Critical considerations for adopting the HIV ‘treat all’approach in Zimbabwe: is the nation poised?

Type Journal Article - Public Health Action
Title Critical considerations for adopting the HIV ‘treat all’approach in Zimbabwe: is the nation poised?
Author(s)
Volume 6
Issue 1
Publication (Day/Month/Year) 2016
Page numbers 3-7
URL http://www.ingentaconnect.com/contentone/iuatld/pha/2016/00000006/00000001/art00003?crawler=true&mim​etype=application/pdf
Abstract
While the advent of antiretroviral therapy (ART) has increased
survival and reduced the number of acquired immune-deficiency
syndrome (AIDS) related deaths among
people living with the human immunodeficiency virus
(HIV) virus (PLHIV), HIV/AIDS remains a global health
problem and sub-Saharan Africa continues to bear the
greatest burden of disease. There are also major challenges
in the HIV response: as of December 2013, only
36% of PLHIV globally were on ART, and for every individual
started on ART there were two new PLHIV diagnosed.

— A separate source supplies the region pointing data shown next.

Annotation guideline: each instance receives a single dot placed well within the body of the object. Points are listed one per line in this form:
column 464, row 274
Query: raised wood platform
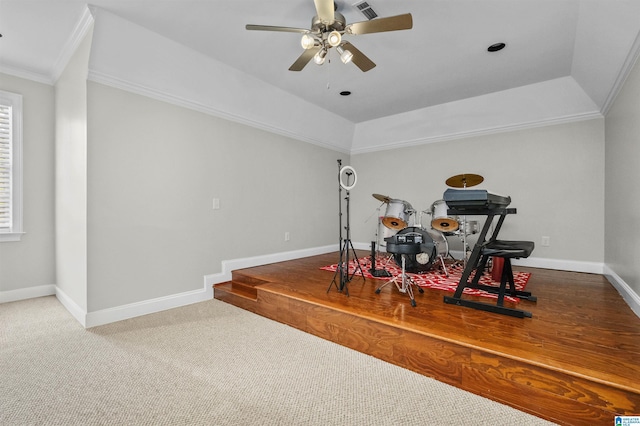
column 577, row 361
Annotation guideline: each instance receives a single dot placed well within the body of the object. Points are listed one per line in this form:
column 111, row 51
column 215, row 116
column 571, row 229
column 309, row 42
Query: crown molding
column 78, row 34
column 152, row 93
column 481, row 132
column 625, row 70
column 27, row 75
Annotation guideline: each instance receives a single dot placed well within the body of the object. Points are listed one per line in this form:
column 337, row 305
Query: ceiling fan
column 327, row 29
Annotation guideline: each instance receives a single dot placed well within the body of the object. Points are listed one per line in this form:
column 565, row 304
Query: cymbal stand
column 375, row 253
column 405, row 284
column 346, row 244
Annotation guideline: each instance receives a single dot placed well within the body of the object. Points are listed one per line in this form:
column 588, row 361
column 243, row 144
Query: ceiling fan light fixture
column 318, row 58
column 334, row 38
column 345, row 55
column 307, row 41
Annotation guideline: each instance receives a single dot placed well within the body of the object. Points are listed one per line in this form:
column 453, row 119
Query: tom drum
column 439, row 219
column 397, row 214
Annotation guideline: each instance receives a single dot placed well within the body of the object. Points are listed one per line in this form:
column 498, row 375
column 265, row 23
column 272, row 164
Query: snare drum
column 439, row 219
column 397, row 214
column 431, row 244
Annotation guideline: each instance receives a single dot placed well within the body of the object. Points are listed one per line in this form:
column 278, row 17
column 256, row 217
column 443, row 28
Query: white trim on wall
column 27, row 293
column 171, row 98
column 132, row 310
column 629, row 296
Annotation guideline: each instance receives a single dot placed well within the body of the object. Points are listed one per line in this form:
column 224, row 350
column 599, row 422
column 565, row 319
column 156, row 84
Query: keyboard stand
column 477, row 262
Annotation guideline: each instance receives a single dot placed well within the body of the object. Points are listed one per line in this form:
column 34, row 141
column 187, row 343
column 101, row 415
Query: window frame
column 15, row 231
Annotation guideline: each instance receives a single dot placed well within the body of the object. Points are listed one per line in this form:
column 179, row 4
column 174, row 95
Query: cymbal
column 383, row 198
column 464, row 180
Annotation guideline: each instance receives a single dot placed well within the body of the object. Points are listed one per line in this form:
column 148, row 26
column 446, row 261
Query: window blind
column 5, row 166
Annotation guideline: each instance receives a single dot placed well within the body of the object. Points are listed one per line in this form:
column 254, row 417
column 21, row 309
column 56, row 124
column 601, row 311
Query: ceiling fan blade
column 324, row 9
column 379, row 25
column 304, row 59
column 360, row 59
column 274, row 28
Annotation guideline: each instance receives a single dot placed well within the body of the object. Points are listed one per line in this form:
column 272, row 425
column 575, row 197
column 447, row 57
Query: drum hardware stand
column 405, row 286
column 375, row 251
column 345, row 244
column 377, row 272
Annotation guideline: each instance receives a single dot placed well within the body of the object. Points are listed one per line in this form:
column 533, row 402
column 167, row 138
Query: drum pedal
column 380, row 273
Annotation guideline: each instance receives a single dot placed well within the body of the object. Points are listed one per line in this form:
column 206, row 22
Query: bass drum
column 429, row 250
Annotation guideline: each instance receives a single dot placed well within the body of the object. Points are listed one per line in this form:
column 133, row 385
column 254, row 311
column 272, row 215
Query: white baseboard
column 119, row 313
column 27, row 293
column 631, row 297
column 80, row 314
column 230, row 265
column 145, row 307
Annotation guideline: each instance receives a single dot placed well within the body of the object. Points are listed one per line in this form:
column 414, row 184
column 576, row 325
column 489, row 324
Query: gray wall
column 622, row 206
column 153, row 171
column 71, row 177
column 30, row 262
column 554, row 175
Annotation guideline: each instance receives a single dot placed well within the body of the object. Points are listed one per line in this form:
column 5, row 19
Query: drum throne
column 403, row 247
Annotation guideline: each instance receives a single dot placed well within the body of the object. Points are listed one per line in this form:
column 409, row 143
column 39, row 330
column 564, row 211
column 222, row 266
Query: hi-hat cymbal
column 383, row 198
column 464, row 180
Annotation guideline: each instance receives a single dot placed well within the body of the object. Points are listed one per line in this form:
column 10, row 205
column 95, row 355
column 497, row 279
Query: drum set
column 401, row 224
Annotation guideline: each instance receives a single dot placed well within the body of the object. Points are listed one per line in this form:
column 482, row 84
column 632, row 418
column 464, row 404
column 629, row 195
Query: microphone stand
column 345, row 244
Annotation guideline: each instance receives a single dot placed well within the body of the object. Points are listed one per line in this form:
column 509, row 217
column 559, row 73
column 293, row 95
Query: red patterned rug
column 436, row 278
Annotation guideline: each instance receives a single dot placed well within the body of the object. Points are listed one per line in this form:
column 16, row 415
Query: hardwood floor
column 577, row 361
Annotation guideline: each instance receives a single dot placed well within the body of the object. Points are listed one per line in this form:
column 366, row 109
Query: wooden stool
column 506, row 250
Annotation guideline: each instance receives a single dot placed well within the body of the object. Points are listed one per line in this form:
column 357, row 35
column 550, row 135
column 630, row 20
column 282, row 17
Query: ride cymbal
column 383, row 198
column 464, row 180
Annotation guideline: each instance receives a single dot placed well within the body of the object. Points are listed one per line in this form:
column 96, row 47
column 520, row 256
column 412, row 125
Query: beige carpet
column 209, row 364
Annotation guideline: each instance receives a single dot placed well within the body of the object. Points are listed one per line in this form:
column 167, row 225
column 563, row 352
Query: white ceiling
column 443, row 59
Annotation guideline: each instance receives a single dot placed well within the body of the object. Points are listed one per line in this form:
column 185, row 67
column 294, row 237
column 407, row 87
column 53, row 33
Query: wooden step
column 241, row 291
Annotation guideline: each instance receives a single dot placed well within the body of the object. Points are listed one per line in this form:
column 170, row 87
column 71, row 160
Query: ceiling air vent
column 365, row 8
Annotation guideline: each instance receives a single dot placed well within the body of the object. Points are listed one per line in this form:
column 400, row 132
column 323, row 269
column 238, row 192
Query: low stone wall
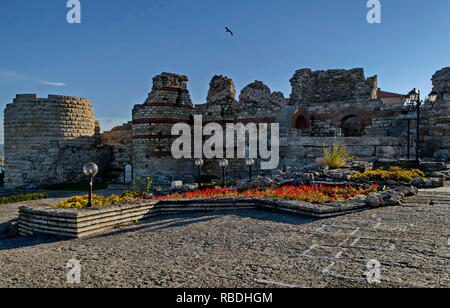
column 77, row 223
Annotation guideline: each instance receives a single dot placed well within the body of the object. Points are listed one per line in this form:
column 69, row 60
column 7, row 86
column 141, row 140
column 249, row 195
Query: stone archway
column 128, row 174
column 301, row 120
column 352, row 126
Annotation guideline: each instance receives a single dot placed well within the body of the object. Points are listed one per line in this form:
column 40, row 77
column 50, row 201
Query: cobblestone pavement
column 407, row 246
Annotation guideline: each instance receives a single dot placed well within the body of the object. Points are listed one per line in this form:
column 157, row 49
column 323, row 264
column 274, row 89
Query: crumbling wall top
column 331, row 86
column 441, row 81
column 221, row 89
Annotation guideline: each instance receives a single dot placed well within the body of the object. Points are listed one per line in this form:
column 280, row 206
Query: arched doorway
column 301, row 122
column 128, row 174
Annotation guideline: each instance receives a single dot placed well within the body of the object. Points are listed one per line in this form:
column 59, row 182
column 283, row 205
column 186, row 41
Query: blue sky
column 120, row 45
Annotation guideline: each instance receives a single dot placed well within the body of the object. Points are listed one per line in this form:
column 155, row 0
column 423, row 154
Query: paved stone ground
column 249, row 249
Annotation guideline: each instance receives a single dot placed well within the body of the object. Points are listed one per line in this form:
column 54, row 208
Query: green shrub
column 22, row 197
column 392, row 174
column 336, row 157
column 142, row 186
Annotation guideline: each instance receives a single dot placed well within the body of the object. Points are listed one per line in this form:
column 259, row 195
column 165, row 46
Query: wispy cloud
column 9, row 74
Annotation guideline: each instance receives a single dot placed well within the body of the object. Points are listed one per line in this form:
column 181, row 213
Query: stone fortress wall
column 324, row 108
column 48, row 140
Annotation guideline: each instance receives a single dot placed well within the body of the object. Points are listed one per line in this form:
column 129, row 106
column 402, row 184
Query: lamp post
column 250, row 163
column 199, row 163
column 413, row 99
column 224, row 164
column 90, row 170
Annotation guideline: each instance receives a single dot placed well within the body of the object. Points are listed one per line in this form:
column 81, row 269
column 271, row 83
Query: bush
column 22, row 197
column 392, row 174
column 80, row 202
column 336, row 157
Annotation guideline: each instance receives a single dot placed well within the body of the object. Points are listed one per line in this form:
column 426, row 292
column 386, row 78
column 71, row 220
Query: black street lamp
column 413, row 99
column 90, row 170
column 199, row 163
column 250, row 163
column 224, row 164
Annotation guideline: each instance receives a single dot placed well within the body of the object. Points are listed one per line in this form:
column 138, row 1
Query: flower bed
column 80, row 202
column 22, row 197
column 311, row 194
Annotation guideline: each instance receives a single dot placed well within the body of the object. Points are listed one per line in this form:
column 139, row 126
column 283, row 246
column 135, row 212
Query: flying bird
column 229, row 31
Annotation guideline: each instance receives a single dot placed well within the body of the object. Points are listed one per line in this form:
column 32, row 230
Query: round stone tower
column 167, row 104
column 36, row 132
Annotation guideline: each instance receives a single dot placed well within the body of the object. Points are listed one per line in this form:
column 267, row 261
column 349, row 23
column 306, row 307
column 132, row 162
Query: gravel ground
column 247, row 249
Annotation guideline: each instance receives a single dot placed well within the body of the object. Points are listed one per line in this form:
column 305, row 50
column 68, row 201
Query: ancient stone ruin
column 48, row 140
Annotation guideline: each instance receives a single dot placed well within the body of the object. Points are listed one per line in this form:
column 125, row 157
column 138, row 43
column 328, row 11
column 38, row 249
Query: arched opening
column 352, row 126
column 301, row 122
column 128, row 174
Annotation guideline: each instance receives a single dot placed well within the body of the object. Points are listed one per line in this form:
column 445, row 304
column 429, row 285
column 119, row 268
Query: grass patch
column 22, row 197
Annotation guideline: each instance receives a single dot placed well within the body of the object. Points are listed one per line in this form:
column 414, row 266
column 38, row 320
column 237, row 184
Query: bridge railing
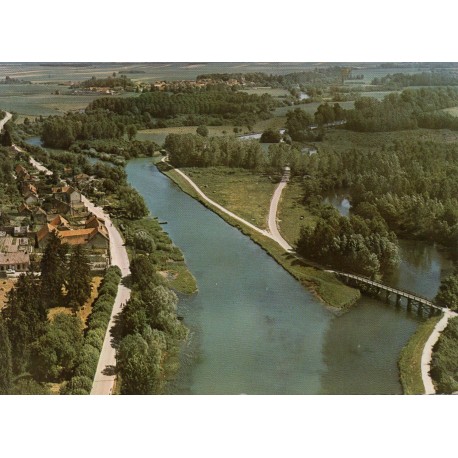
column 382, row 285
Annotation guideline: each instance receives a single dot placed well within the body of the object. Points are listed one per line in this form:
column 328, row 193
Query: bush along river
column 254, row 328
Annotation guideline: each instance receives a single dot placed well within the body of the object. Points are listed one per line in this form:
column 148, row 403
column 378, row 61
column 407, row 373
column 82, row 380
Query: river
column 254, row 328
column 423, row 265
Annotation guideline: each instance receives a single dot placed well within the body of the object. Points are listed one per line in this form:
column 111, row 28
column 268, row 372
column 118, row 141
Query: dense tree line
column 90, row 346
column 117, row 147
column 321, row 76
column 401, row 80
column 62, row 131
column 227, row 104
column 191, row 150
column 147, row 331
column 411, row 184
column 355, row 244
column 445, row 356
column 411, row 109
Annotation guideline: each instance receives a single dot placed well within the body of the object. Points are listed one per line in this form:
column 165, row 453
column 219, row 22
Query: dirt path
column 428, row 351
column 273, row 228
column 272, row 233
column 220, row 207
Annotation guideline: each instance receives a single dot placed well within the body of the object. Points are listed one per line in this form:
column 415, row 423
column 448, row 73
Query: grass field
column 453, row 111
column 323, row 284
column 245, row 193
column 292, row 213
column 274, row 92
column 410, row 358
column 159, row 135
column 309, row 107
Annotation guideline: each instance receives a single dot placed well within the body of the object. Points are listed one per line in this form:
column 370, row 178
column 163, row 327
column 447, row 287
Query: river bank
column 322, row 284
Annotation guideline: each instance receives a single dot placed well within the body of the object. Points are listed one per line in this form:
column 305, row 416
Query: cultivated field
column 245, row 193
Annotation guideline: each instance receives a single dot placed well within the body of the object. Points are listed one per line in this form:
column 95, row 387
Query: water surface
column 254, row 328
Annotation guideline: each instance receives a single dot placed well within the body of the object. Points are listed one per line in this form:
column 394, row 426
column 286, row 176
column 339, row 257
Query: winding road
column 104, row 378
column 427, row 353
column 272, row 233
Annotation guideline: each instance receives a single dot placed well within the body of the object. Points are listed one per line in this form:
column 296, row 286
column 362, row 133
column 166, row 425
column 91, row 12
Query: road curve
column 426, row 356
column 5, row 120
column 272, row 221
column 220, row 207
column 104, row 376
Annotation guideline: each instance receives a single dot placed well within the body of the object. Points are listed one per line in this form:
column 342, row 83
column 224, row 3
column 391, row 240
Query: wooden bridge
column 412, row 298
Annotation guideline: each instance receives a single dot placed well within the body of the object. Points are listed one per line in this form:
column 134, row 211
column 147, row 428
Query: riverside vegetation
column 400, row 186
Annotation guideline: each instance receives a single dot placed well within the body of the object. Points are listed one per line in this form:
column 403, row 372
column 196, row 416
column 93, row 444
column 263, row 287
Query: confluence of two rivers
column 255, row 329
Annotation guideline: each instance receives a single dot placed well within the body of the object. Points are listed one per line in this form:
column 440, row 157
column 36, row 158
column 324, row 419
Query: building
column 91, row 238
column 19, row 261
column 67, row 194
column 39, row 216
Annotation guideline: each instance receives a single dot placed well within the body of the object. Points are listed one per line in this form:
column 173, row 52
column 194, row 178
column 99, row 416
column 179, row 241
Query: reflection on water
column 254, row 329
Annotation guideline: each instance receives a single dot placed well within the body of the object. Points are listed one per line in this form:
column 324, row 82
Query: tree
column 131, row 131
column 53, row 271
column 6, row 364
column 56, row 353
column 132, row 203
column 448, row 292
column 270, row 136
column 25, row 318
column 139, row 365
column 78, row 277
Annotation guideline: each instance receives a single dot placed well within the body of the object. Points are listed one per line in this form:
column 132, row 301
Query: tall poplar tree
column 53, row 271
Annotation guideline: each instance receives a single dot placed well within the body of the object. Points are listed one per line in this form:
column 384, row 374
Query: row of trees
column 147, row 330
column 408, row 110
column 228, row 104
column 401, row 80
column 410, row 184
column 79, row 379
column 355, row 244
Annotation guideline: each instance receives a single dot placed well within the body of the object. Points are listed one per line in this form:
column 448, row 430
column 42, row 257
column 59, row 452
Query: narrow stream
column 254, row 328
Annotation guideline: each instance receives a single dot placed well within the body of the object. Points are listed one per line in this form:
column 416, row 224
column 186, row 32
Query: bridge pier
column 420, row 309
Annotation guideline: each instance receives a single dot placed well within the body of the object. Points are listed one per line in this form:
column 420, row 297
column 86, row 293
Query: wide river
column 254, row 328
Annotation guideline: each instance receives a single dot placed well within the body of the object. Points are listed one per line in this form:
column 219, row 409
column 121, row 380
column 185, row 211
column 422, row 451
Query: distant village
column 58, row 209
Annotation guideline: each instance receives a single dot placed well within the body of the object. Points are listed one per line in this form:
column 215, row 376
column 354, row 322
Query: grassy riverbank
column 243, row 192
column 409, row 362
column 168, row 257
column 323, row 284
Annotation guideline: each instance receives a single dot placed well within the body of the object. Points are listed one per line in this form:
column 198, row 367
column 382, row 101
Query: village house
column 21, row 173
column 19, row 261
column 67, row 194
column 24, row 210
column 39, row 216
column 29, row 193
column 60, row 223
column 91, row 238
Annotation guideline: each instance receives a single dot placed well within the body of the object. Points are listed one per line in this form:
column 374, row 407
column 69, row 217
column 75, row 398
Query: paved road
column 103, row 383
column 104, row 376
column 5, row 120
column 273, row 232
column 220, row 207
column 428, row 351
column 273, row 228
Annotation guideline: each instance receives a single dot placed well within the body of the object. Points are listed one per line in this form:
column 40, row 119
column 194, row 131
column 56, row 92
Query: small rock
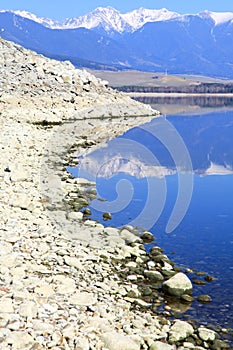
column 83, row 299
column 187, row 298
column 116, row 341
column 6, row 305
column 107, row 216
column 20, row 340
column 178, row 285
column 204, row 298
column 28, row 309
column 180, row 331
column 154, row 276
column 147, row 237
column 158, row 345
column 206, row 334
column 75, row 215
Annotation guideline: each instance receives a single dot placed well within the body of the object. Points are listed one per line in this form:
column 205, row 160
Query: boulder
column 116, row 341
column 180, row 330
column 178, row 285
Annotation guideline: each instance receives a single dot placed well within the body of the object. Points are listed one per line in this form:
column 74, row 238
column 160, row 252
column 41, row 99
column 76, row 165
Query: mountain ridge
column 120, row 22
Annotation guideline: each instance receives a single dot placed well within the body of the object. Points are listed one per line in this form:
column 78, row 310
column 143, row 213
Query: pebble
column 61, row 279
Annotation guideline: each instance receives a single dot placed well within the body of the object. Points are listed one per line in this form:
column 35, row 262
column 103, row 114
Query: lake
column 174, row 177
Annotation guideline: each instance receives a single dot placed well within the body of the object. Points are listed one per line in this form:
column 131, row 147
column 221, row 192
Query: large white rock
column 180, row 330
column 20, row 340
column 158, row 345
column 28, row 309
column 178, row 285
column 83, row 299
column 206, row 334
column 116, row 341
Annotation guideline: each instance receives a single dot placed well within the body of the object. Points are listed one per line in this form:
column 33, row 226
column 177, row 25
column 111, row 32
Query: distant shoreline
column 177, row 94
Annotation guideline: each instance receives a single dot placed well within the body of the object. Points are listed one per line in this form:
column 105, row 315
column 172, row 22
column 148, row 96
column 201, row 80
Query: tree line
column 203, row 88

This has led to considerable debate around adopting
an HIV ‘treat all’ approach aimed at greatly escalating
the number of PLHIV initiated and retained on ART, regardless
of CD4 cell count or World Health Organization
(WHO) clinical stage, with the intended goal of achieving
viral suppression which should in turn reduce HIV transmission,
morbidity and mortality in affected individuals.
This paper examines the issues being discussed in Zimbabwe,
a low-income country with a high burden of HIV/
AIDS, about the implications and opportunities of adopting
an HIV ‘treat all’ approach, along with pertinent operational
research questions that need to be answered to
move the agenda forward. These discussions are timely,
given the recent WHO recommendations advising ART
for all PLHIV, regardless of CD4 cell count.